Client

Multi-Agent Ollama-ChatBot

Built a chatbot trained to explain what AI is to university-educated students.
Project image

Introducing Ollama-ChatBot: A Multi-Agent AI Chatbot Built with FastAPI

Welcome to Ollama-ChatBot! This project is an open-source, FastAPI-based chatbot system that uses multiple intelligent agents to answer a wide range of questions.

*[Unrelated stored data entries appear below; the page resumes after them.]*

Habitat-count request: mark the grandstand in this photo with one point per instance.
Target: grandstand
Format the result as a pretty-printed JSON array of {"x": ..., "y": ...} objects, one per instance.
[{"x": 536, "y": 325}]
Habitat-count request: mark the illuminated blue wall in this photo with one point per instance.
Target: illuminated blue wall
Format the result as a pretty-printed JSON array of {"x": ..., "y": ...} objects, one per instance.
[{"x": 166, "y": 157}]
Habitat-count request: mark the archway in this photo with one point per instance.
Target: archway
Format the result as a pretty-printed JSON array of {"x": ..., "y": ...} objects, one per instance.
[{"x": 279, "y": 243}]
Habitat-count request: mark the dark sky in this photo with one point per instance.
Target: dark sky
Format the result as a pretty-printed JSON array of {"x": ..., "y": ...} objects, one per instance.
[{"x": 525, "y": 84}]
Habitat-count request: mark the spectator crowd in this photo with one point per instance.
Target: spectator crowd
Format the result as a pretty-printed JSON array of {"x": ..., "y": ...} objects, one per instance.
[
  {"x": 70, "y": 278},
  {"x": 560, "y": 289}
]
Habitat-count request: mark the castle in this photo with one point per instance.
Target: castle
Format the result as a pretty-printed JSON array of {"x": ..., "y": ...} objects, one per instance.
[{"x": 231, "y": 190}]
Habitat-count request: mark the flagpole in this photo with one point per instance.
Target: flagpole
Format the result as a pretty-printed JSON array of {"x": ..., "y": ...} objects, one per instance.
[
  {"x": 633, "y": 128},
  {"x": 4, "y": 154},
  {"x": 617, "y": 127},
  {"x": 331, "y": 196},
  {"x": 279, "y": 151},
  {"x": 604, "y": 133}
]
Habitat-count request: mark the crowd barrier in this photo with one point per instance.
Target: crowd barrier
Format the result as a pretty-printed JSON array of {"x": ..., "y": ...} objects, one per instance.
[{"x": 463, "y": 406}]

Whether you're looking for general knowledge, information about Concordia University's Computer Science admissions, or curious about artificial intelligence, this chatbot is designed to help.

Check out the demo video on YouTube:
Ollama-ChatBot Demo


What Is Ollama-ChatBot?

Ollama-ChatBot is a conversational AI assistant that intelligently routes user queries to specialized "agents." Each agent is tailored for a particular domain:

  • General Knowledge Agent: Answers a broad range of factual and conversational questions.
  • Concordia CS Admissions Agent: Provides answers specific to Concordia University's Computer Science program, leveraging a custom knowledge retriever and the university’s open data API.
  • AI Specialist Agent: Explains AI concepts, neural networks, and machine learning topics in-depth.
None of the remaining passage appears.